The goal is to gather as many real Hotel reviews as possible to process them into vector embeddings and run similarity searches with RAG (Retrieval Augmented Generation). The resulting matched reviews will be combined as input prompts for the Generative AI (GenAI) LLM model such as Gemini, Grok, Claude, or ChatGPT. This will allows us to find the best hotels in any given city. The Hotel Assistant will return results based on custom criteria or a user question.

However, it turns out that the available Hotel Review APIs are not very available. Google Places returns only 20 hotels per city and only 5 random reviews per hotel (same 5 every time) even with their Paid Tier. Yelp only give you three hotel reviews per hotel, even with a paid plan. TripAdvisor has a difficult to understand pay as you go model. Expedia and Booking also restrict access to their prized reviews behind an obscure API pay model. Fortunately, amadeus has a good Free Developer plan (available until July 2026) which provides enough hotels for my demo purposes.
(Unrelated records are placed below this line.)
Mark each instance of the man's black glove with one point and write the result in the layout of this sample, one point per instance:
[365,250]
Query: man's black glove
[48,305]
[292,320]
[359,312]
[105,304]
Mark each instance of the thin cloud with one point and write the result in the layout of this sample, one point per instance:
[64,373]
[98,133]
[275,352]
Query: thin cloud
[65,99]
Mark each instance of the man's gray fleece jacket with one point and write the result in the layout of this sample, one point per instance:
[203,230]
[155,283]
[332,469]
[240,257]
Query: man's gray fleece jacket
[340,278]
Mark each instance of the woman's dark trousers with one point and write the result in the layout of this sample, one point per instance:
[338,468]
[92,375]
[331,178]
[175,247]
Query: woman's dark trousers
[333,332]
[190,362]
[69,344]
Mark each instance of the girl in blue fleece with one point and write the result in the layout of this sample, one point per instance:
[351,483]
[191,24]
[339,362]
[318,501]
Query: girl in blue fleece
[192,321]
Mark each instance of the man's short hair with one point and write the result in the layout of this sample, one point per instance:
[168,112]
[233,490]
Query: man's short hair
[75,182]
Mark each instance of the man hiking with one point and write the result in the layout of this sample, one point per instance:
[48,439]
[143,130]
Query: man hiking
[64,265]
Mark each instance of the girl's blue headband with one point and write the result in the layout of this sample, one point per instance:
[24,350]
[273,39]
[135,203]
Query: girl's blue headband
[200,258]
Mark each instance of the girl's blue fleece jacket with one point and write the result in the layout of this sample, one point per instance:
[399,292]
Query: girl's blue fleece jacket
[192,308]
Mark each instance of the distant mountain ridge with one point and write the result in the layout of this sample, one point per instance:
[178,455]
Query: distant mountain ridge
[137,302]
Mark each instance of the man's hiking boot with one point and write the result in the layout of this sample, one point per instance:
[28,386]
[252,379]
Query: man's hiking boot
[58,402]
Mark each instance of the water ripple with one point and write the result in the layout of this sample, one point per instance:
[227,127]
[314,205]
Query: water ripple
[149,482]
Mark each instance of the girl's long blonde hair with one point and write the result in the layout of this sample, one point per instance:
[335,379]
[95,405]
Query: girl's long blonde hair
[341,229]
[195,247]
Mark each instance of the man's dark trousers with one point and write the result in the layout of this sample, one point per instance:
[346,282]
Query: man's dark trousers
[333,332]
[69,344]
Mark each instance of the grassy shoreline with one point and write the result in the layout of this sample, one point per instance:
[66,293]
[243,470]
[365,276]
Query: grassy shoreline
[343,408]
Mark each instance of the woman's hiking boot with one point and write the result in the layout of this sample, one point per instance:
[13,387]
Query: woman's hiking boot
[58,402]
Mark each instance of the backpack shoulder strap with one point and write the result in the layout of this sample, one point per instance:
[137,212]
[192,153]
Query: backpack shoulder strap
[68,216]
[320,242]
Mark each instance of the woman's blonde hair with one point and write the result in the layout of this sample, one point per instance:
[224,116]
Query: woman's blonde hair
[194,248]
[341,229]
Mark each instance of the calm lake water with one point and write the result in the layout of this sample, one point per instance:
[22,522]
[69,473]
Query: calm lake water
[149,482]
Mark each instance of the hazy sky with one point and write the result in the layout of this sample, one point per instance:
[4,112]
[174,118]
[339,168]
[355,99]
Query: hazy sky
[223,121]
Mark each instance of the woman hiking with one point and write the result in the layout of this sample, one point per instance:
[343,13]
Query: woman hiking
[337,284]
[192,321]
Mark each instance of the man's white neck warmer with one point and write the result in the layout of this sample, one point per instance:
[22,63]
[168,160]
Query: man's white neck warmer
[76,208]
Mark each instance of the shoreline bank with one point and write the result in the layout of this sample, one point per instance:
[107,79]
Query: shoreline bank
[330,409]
But Amadeus doesn’t provide any Hotel reviews and also doesn’t have any hotel metadata for free. So, I was forced to take a quick coding detour and scrape HTML for this project. Enter Go Colly and AppleScript.

Yes, Applescript! TripAdvisor and the others have advanced anti-scraping algorithms, are behind javascript, captcha and Cloudflare security which detects repeated GETs and stops returning new data, if you can even get past the JavaScript using headless chrome. Since my app is a non-commercial pilot project, I don’t mind doing some scraping instead of spending several hundred dollars on APIs calls. If I were to turn it into a paid or even a public service for any city using geolocation, I may revisit this decision and buy some API calls. With Applescript, I was able to run MacOS native Safari web queries, browsing each location’s hotel list, and gathering reviews from each hotel without a $1,000+ price tag. Do note, if this were a commercial project would not mind spending money on the APIs. But the amount of red tape and restrictive pricing versus lack of information and ambiguity in the documentation led me to accept the call of the wild.

Without further ado, we have the alpaca scraping package, which allows us to gather Hotel Reviews from any city with just an m1 Mac and a broadband connection.

The details:

Step 1: Setting Up the AppleScript for Safari Automation

I started by writing an AppleScript to control Safari. The script first quits Safari to ensure a clean state, then activates it and builds a direct search URL for TripAdvisor based on the hotel name, city, and country. The cities come from our prefetched list of cities and countries with lots of hotels. For example, it constructs something like https://www.tripadvisor.com/Search?q=Hotel+Name+City+Country. This avoids the hassle of interacting with the site’s search form, which can be unreliable across different regions and includes CDN blockers as captchas. The script loads this URL in Safari, waits for the page to load, finds the first hotel matching result in the search list, and then navigates to the hotel’s page. From here we use Applescript to click the “All Reviews” link to load the full review section. Our Applesript then captures the entire page source as HTML and saves it to a file in a structured folder like hotelReviewsSaved/City,Country/hotelid_tripadvisor_hotelname.html. To handle potential issues like popups or varying page load times, the script includes checks for elements and retries. It also ensures Safari closes properly after each run to avoid interference with the next scrape.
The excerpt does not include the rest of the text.